少し考えるようにして、額に手を当てながらいった。
「いや、なんかマジで刺さったわ」
その声には、怒りでも困惑でもなく、深い納得感が混じっていた。
「芸歴なんて関係ないよな。俺もあぐらかいてたわ。君ら、笑いを見る目は確かだな、感心したよ」
「褒められるまでもない」
スターリンが口をへの字に曲げ、ジャケットの内ポケットから葉巻を取り出す。
マッチで火をつけようとするその動きに、スタッフが「マジでやめてください」と止めに入る。だが、もうスタジオの空気は、完全に彼らの支配下にあった。
CM明け。
まるで別人のように、大物芸人が穏やかな口調で語りはじめた。
「いやあ、独裁ナイツ、マジで怖いけど……すげぇよ。笑いというより、もはや人生になりえるわ」
スターリンが応じる。
「次は、お前がわしらに何を返せるかだ」
ヒトラーが静かに言葉を継ぐ。
「この場は、貴様の持ち時間ではない。我らを心底、楽しませて見せよ」
「ひい、怖いねえ。独裁者に粛清されたくはないわ」
そのやりとり、全国に伝わった。
ソーシャルメディアは即時に炎上。

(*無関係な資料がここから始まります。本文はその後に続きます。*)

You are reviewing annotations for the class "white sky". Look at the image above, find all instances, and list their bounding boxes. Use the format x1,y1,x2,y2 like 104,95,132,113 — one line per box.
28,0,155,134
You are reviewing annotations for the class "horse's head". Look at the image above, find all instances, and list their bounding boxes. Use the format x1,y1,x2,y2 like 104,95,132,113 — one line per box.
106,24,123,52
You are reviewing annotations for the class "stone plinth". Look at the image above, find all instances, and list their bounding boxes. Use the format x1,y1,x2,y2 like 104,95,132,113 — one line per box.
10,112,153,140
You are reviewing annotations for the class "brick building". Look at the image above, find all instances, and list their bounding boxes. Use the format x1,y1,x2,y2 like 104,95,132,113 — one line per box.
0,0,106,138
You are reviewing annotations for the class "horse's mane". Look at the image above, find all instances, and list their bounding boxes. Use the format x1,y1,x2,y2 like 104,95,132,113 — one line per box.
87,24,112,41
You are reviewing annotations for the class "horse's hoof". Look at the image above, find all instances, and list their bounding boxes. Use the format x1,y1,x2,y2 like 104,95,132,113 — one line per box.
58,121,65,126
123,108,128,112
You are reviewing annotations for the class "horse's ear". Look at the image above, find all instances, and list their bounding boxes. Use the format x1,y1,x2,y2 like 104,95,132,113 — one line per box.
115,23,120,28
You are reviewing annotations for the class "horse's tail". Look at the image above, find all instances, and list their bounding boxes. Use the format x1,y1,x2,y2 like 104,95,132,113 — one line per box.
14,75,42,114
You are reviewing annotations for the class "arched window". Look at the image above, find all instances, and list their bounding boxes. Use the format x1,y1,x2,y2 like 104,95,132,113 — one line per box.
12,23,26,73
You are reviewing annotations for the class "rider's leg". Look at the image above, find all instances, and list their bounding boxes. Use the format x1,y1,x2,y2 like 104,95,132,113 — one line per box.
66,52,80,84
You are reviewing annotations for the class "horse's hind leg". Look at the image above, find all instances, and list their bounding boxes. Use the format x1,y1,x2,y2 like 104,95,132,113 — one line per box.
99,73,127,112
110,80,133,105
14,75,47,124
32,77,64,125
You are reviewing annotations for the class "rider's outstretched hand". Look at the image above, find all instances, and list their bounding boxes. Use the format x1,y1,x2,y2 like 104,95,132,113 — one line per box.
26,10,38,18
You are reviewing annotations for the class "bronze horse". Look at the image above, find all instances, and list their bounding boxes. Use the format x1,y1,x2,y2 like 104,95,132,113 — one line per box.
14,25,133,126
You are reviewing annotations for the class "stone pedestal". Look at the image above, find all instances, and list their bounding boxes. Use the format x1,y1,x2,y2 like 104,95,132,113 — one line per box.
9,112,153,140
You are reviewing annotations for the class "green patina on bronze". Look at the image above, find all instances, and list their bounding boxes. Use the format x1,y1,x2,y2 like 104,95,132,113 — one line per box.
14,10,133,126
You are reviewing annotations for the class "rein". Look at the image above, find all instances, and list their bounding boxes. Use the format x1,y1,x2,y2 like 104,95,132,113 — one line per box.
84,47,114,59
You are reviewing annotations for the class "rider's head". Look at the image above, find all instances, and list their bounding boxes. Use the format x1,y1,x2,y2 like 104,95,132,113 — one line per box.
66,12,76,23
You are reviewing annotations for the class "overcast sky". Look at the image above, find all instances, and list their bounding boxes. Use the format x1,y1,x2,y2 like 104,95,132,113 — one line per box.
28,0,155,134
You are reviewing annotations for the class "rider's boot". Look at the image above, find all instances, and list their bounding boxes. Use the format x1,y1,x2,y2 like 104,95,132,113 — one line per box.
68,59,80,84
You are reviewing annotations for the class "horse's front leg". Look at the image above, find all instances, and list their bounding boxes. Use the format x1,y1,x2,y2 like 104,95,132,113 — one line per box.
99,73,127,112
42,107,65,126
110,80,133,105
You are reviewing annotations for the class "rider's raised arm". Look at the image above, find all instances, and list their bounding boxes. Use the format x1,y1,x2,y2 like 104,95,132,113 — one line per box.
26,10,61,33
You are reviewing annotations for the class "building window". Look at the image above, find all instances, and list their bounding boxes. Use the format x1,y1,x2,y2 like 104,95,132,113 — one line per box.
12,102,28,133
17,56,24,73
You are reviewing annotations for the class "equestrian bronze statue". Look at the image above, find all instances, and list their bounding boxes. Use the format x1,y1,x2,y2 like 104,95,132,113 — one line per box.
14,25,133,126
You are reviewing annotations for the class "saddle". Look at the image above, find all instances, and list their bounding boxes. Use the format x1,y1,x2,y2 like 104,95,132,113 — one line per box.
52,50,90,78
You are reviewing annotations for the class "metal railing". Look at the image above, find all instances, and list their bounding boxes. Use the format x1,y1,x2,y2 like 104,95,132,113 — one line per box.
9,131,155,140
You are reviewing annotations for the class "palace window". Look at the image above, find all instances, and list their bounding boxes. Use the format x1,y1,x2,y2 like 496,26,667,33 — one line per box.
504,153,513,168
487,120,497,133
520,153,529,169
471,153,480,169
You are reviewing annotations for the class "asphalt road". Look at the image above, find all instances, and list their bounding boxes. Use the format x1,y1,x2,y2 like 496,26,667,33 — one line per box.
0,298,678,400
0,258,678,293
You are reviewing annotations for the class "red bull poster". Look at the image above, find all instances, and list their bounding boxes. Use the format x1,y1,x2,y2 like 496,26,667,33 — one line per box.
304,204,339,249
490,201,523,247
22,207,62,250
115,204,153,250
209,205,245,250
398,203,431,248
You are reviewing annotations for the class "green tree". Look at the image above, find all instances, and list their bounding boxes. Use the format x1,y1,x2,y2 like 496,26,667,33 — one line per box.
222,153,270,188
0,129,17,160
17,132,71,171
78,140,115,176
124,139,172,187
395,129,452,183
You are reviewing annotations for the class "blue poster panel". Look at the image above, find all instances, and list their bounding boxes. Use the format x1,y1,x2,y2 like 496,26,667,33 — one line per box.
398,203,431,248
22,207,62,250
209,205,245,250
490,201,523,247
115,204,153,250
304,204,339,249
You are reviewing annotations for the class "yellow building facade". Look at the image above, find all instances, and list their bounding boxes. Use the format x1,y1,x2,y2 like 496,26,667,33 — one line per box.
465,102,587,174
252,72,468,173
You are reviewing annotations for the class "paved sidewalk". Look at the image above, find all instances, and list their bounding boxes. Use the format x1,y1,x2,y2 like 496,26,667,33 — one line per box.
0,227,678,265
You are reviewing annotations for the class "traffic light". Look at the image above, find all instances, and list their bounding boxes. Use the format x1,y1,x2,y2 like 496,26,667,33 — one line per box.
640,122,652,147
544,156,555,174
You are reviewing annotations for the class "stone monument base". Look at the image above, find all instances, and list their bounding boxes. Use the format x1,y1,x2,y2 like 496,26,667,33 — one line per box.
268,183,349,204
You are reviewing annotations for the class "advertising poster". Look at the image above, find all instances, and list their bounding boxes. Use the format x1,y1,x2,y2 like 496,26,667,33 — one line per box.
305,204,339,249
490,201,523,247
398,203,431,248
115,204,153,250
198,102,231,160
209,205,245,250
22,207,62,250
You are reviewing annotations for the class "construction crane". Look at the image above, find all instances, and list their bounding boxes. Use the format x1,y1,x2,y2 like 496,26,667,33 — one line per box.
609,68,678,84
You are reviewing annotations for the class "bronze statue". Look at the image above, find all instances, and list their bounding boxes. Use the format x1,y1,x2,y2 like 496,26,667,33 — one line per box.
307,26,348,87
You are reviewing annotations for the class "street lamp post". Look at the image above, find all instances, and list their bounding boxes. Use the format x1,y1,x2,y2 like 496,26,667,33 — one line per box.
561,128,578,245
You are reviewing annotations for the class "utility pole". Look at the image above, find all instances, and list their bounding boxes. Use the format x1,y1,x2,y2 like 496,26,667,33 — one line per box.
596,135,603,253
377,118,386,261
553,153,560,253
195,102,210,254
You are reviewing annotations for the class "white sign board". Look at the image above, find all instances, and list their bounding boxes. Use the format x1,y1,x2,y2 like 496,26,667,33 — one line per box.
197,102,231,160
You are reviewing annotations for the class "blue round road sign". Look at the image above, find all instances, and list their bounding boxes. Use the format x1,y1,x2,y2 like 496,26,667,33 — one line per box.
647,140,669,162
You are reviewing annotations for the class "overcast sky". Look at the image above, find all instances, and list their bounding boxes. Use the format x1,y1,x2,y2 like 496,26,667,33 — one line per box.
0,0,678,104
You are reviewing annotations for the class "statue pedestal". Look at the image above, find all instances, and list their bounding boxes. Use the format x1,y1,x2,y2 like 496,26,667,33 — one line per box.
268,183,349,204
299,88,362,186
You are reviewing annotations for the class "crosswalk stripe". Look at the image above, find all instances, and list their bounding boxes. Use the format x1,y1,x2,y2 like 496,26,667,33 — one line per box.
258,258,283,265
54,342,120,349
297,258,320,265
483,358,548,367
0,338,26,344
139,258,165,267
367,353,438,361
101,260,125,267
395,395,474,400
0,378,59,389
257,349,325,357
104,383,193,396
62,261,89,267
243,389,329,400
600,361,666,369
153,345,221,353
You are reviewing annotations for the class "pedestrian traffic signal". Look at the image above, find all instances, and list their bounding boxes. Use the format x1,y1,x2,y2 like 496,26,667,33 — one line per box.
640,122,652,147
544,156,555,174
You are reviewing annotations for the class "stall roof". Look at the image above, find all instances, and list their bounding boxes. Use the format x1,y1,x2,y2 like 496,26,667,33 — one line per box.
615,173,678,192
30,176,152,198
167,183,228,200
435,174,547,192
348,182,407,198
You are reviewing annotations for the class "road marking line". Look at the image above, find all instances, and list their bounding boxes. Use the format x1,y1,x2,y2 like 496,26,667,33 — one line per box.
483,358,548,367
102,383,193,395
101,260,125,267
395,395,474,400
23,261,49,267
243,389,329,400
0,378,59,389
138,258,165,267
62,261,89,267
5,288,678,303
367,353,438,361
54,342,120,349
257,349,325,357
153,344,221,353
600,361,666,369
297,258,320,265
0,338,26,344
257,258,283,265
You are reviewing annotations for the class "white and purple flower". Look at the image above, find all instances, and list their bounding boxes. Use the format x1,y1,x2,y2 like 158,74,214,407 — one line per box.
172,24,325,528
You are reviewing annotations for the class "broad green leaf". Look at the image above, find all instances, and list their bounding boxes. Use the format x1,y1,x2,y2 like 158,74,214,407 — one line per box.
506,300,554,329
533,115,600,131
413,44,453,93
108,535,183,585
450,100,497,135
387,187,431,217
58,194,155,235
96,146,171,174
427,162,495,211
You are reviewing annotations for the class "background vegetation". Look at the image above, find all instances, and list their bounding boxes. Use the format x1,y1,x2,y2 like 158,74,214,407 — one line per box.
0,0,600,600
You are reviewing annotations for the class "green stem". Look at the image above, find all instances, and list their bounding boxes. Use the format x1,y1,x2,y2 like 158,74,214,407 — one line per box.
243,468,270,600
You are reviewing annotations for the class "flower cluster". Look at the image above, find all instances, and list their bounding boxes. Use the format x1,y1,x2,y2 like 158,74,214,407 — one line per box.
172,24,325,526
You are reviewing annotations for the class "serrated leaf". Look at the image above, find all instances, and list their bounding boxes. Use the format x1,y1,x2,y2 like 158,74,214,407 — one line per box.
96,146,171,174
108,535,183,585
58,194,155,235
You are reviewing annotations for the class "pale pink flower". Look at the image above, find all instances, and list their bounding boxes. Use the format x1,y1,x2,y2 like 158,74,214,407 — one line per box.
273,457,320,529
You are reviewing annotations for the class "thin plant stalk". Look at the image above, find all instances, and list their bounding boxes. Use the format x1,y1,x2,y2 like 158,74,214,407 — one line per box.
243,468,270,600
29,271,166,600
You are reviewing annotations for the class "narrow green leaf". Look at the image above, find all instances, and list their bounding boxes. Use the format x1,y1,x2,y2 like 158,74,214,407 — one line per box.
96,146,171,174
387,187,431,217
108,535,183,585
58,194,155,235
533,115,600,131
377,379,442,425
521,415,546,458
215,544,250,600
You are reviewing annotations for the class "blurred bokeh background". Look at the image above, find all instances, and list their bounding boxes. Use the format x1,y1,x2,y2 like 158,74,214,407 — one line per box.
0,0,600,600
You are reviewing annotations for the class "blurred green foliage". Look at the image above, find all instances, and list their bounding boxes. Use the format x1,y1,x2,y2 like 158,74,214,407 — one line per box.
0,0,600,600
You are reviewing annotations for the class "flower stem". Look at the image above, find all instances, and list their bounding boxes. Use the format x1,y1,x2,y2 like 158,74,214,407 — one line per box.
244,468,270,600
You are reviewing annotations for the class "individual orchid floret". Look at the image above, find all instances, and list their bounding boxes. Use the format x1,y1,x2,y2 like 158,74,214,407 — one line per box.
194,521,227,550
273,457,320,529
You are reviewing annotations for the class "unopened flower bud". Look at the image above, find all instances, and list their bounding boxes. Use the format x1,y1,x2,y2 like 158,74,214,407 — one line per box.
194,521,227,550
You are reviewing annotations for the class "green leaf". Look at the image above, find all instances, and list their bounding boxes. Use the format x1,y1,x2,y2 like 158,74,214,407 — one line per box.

「#革命ラジオ回」「#総統が深夜を支配」「#独裁ナイツ粛清」──タグが次々にトレンド入りし、公式メールサーバーは落ちかけ、翌朝には複数のネットメディアが放送事故寸前の神回として取り上げたという。
俺はスタジオの隅で呆然と立ち尽くしていた。
「やべえ。拡散力半端ねえ」
独裁ナイツは、ついに超えてしまったようだ。
一線を。
常識を。
そして、笑いの定義を。
最高指導者としての威厳を演じれば演じるほど、世間は喜ぶ。笑いたくもないの、笑ってしまう。
──もう、戻れない。えぐいほど「恐怖」を隠し持ってるかもしれないのに。